Fibers of the B group are myelinated with a small diameter and have a low conduction velocity. The primary role of B fibers is to transmit autonomic information. Fibers of the C group are unmyelinated, have a small diameter, and low conduction velocity. The lack of myelination in the C group is the primary cause of their slow conduction velocity. 

Saltatory conduction

Demonstrates the faster propagation of an action potential in myelinated neurons than that of unmyelinated neurons.

This is an image of saltatory conduction. It shows the faster propagation of an action potential in myelinated neurons than that of unmyelinated neurons.

C fiber axons are grouped together into what is known as Remak bundles.
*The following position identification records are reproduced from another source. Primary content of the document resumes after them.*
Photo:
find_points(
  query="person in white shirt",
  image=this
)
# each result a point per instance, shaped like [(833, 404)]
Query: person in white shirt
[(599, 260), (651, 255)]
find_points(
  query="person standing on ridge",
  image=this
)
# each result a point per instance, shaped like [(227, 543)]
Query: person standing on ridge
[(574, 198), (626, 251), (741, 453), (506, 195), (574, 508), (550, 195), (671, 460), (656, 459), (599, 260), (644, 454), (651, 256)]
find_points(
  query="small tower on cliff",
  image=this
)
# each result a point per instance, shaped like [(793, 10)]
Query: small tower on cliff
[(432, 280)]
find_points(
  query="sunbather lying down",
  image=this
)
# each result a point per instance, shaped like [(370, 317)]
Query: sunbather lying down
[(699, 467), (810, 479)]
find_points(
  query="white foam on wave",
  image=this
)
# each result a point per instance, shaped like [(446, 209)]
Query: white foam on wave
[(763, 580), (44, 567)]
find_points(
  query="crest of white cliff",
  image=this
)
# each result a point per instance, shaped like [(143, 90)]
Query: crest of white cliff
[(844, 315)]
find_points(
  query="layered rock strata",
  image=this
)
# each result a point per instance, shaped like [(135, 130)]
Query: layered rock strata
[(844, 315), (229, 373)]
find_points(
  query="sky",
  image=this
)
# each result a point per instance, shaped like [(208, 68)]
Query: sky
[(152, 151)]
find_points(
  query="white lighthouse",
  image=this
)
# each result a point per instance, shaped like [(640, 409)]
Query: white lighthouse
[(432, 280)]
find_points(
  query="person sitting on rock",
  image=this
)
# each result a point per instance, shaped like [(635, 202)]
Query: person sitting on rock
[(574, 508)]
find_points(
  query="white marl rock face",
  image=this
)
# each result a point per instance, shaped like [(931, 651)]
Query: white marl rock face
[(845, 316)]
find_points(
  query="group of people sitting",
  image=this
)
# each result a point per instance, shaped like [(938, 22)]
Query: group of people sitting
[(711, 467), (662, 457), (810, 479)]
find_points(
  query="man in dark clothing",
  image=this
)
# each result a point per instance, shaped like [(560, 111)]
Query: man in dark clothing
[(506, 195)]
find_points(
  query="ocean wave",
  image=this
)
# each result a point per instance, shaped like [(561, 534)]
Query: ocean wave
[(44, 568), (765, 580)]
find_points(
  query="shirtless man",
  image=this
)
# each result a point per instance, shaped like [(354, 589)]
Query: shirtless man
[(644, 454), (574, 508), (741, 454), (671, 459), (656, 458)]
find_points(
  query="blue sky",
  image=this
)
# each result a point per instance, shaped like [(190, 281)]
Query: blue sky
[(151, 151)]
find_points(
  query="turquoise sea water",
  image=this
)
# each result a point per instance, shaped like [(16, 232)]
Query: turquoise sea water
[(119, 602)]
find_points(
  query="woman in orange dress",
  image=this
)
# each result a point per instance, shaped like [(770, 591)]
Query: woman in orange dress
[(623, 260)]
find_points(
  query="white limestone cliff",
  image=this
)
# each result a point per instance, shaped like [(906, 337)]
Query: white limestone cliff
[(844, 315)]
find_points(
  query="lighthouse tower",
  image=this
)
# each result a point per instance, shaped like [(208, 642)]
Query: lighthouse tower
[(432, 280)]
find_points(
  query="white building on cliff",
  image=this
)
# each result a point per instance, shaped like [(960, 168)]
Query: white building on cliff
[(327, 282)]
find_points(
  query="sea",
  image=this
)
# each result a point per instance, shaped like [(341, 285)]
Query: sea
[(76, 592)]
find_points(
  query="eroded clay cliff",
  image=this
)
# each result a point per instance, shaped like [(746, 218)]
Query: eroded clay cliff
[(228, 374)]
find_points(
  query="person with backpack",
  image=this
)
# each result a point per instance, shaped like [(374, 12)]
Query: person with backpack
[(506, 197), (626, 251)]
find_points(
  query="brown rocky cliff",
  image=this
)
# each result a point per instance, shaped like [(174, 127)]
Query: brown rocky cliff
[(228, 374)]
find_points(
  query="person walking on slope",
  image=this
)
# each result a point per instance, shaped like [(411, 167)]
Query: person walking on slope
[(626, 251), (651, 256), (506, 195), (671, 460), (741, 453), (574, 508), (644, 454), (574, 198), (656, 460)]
These occur when an unmyelinated Schwann cell bundles the axons close together by surrounding them. The Schwann cell keeps them from touching each other by squeezing its cytoplasm between the axons. 

C fibers are considered polymodal because they can often respond to combinations of thermal, mechanical, and chemical stimuli.

A-delta and C fibers both contribute to the detection of diverse painful stimuli. Because of their higher conduction velocity, A-delta fibers are responsible for the sensation of a sharp, initial pain and respond to a weaker intensity of stimulus. 

These nerve fibers are associated with acute pain and therefore constitute the afferent portion of the reflex arc that results in pulling away from noxious stimuli.  An example is the retraction or your hand from a hot stove. Slowly conducting, unmyelinated C fibers, by contrast, carry slow, longer-lasting pain sensations.